Toi t'es comme moi, t'es en zone monument historique, il faut aller en rajouter une couche là-dessus. -En France, on a quand même à peu près entre 800 et 1200 agences ou organismes. Donc nous, à chaque dossier, on va piocher, on va aller voir, envoyer des dossiers pour chaque organisme, ce qui rallonge un temps fou.
Avec la ZAN, ça devient encore plus compliqué. -Là, on voit qu'avec le ZAN, on a bloqué des projets parce qu'en fait, on ne sait pas s'ils vont être en consommation foncière nouvelle ou s'ils vont être du renouvellement urbain. Dans le cadre de la mission ZAN, ce qui revient beaucoup, c'est l'absence de clarté.
Au-delà même de la légitimité de l'objectif de réduire l'artificialisation, c'est surtout qu'on ne sait pas ce qui est consommé, ce qui n'est pas consommé, ce qui va rentrer dans le calcul, ce qui échappe au calcul. -Ah la la... -Pour la députée, les élus n'ont pas eu tous les outils nécessaires pour atteindre les objectifs.
Elle est tentée de demander un report de 2031 à 2034 pour la baisse de 50 % des artificialisations. -Je trouve que c'est pas inintéressant, effectivement, de se poser la question de 2034. Je vous réponds pas clairement parce qu'il y a un point qui me questionne, c'est qu'il a été estimé que de repousser la date de 2031 à 2034, ça risquait d'avoir pour conséquence une consommation foncière de 37 500 hectares supplémentaires.
Ce qui est beaucoup.
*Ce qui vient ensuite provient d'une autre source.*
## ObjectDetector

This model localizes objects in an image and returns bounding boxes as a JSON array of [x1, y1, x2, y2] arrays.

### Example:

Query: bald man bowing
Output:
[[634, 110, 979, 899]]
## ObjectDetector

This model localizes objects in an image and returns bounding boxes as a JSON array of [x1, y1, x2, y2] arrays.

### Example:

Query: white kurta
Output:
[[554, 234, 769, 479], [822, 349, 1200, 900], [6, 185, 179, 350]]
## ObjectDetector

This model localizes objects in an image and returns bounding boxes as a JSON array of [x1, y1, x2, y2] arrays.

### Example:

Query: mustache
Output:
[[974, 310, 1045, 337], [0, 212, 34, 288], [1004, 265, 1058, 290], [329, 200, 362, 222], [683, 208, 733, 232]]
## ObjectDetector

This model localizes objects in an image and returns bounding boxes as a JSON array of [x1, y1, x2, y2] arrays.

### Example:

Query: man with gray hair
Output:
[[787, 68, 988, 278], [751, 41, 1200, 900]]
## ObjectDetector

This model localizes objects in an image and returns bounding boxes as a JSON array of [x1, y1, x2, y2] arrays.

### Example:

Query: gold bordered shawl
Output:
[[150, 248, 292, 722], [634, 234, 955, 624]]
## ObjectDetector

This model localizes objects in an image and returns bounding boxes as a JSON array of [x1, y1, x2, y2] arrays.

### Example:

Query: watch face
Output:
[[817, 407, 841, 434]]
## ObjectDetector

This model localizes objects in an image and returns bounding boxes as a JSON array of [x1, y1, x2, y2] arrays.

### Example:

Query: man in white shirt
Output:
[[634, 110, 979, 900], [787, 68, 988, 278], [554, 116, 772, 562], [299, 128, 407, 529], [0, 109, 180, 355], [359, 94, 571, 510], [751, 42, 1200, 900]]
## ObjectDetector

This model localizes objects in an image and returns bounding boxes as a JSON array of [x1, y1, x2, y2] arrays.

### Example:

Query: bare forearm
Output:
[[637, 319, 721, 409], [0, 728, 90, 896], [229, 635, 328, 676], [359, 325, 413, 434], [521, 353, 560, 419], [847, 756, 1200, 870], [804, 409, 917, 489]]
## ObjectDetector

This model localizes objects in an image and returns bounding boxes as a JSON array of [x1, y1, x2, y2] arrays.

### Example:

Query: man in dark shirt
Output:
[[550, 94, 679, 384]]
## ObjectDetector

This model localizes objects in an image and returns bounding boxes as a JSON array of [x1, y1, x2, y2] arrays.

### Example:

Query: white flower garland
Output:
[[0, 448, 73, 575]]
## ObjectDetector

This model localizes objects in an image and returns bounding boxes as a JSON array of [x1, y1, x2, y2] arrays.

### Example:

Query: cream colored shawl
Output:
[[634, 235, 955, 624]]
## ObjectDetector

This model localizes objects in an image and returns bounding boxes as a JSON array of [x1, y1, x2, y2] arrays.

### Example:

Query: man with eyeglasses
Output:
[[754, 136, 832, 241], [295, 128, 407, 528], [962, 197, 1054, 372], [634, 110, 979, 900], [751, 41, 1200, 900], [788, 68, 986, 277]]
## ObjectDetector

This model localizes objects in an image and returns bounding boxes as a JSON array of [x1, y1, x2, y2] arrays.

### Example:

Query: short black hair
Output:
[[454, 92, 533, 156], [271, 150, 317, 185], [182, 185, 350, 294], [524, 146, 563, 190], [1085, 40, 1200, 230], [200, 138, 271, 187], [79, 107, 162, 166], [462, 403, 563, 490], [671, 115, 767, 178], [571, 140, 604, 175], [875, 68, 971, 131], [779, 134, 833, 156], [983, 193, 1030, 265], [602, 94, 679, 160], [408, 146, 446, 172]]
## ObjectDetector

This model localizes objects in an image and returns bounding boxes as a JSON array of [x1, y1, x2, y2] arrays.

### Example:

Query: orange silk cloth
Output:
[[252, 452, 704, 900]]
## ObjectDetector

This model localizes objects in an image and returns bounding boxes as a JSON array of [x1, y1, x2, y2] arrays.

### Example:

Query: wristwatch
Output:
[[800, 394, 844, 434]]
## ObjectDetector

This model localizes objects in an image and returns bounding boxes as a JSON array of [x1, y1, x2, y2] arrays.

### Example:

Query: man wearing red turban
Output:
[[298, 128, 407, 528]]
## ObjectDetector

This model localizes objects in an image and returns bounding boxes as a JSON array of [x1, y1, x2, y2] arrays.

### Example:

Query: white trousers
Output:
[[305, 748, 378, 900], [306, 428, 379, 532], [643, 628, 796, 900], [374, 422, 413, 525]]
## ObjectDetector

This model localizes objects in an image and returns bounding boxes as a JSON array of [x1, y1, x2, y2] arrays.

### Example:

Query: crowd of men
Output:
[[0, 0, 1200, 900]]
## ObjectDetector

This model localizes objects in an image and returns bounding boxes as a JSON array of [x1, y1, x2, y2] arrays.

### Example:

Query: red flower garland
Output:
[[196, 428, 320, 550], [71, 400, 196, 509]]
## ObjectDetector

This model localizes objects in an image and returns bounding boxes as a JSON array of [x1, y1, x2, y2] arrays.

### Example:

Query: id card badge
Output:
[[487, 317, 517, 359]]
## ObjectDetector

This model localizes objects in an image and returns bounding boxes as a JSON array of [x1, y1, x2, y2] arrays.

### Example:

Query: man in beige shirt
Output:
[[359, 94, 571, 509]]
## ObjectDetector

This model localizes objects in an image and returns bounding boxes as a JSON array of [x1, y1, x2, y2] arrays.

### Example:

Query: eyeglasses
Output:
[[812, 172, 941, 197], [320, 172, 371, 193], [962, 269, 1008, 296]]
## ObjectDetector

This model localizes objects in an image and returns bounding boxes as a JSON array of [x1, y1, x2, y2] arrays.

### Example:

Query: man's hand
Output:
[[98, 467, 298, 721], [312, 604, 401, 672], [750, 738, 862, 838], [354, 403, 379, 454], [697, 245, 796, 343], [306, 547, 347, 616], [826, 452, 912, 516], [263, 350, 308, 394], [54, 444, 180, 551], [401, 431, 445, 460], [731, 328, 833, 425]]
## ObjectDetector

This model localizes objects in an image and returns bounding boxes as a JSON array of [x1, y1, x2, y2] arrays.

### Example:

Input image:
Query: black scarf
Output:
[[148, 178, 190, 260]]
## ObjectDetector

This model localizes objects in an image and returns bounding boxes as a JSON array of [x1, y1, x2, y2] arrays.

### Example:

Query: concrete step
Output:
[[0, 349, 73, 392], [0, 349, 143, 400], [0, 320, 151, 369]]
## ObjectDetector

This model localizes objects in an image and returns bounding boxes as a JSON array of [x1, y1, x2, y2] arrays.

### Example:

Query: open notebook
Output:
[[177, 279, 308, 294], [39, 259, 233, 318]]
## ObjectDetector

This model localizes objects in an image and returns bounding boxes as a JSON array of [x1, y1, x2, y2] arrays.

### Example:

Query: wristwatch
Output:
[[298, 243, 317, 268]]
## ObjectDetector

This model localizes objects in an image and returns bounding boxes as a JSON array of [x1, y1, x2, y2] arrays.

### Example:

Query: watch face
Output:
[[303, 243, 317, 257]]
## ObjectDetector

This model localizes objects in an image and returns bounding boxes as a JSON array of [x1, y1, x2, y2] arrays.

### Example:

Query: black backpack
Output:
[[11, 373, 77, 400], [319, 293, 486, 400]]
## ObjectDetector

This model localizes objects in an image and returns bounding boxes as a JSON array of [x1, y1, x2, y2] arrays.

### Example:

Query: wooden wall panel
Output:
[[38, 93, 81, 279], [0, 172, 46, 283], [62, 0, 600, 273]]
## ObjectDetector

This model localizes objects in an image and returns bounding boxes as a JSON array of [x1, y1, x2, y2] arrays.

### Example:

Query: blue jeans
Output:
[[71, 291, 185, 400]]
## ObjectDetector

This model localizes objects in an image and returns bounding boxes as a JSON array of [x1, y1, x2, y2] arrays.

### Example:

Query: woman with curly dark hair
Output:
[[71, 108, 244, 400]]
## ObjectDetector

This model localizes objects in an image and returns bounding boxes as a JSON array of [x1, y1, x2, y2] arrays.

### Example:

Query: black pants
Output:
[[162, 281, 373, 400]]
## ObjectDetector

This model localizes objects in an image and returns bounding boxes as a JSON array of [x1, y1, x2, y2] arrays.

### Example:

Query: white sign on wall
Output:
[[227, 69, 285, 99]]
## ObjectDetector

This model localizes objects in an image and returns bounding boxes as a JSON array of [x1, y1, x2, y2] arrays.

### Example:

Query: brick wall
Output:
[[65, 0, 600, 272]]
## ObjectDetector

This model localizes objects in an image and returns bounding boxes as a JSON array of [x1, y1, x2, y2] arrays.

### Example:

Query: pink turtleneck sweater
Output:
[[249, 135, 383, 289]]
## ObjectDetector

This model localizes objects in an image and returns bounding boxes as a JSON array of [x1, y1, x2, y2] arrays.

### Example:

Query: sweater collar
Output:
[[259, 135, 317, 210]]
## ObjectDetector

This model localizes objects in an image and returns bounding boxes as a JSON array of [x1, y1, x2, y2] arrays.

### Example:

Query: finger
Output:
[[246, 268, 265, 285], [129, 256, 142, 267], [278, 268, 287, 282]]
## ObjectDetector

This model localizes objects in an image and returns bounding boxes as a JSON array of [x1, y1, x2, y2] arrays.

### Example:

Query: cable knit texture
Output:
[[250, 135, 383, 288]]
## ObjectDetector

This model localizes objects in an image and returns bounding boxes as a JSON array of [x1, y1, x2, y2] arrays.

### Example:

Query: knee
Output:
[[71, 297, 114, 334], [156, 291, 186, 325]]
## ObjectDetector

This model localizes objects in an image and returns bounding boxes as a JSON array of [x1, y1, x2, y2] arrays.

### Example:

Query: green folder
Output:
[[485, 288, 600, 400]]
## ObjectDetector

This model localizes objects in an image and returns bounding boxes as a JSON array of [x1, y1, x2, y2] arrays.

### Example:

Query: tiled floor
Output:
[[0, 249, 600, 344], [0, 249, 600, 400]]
Et en même temps, je ne vois pas matériellement comment on va réussir à tenir l'échéance de 2031. Musique -Revoir les objectifs à la baisse, une possibilité que le gouvernement n'exclut pas.
Le ministre de l'Aménagement du territoire, François Rebsamen, y est même personnellement favorable. Cette perspective inquiète les élus écologistes. Cinq cents d'entre eux ont signé une pétition dénonçant un détricotage du zéro artificialisation nette. -Cette tribune, c'était de lancer une alerte en disant : "Attention, il faut voir plus loin que le bout de son nez." C'est-à-dire qu'il y a des enjeux aussi qui nous dépassent, qui concernent la préservation de notre maison commune, qui est cette planète.
A chaque fois, on voit qu'il y a des tentatives parfois pour revenir en arrière sur certaines choses. Soit ça passe, soit ça ne passe pas. Et on sent qu'il y a cette pression qui est toujours présente.
Musique -Difficile de satisfaire à la fois ceux qui veulent absolument garder les objectifs environnementaux et ceux qui réclament plus de souplesse et de liberté. -C'est fou, ça arrive par délégation entière. Ca va ? -Constance de Pélichy a donné rendez-vous à une soixantaine d'élus de sa circonscription. -Bonjour.
Ca va ? -Elle veut rendre compte du travail de sa mission d'étude parlementaire. Avec d'autres députés, elle a auditionné de nombreux acteurs de l'aménagement du territoire.
La loi ZAN inquiète beaucoup d'élus locaux. -Ce qui est ressorti beaucoup des échanges que j'ai eus à la fin de l'entretien, c'est que pour une fois, on prend le temps de venir nous voir, de nous expliquer. Ils ont besoin de comprendre comment les choses vont se passer, besoin qu'on prenne le temps de les écouter, de les accompagner pour réussir.
Parce qu'en fait, on n'a pas que des maires qui sont hyper bétonneurs, simplement on n'a pas toujours les clés pour faire autrement. -Fiscalité incitative pour les réhabilitations. Création d'un fonds de compensation ZAN.
Subvention pour les rénovations des friches. La députée a présenté les pistes qui commencent à émerger. Ce travail pourrait déboucher sur une proposition de loi ou sur des amendements à un texte du Sénat qui doit être examiné sur le sujet.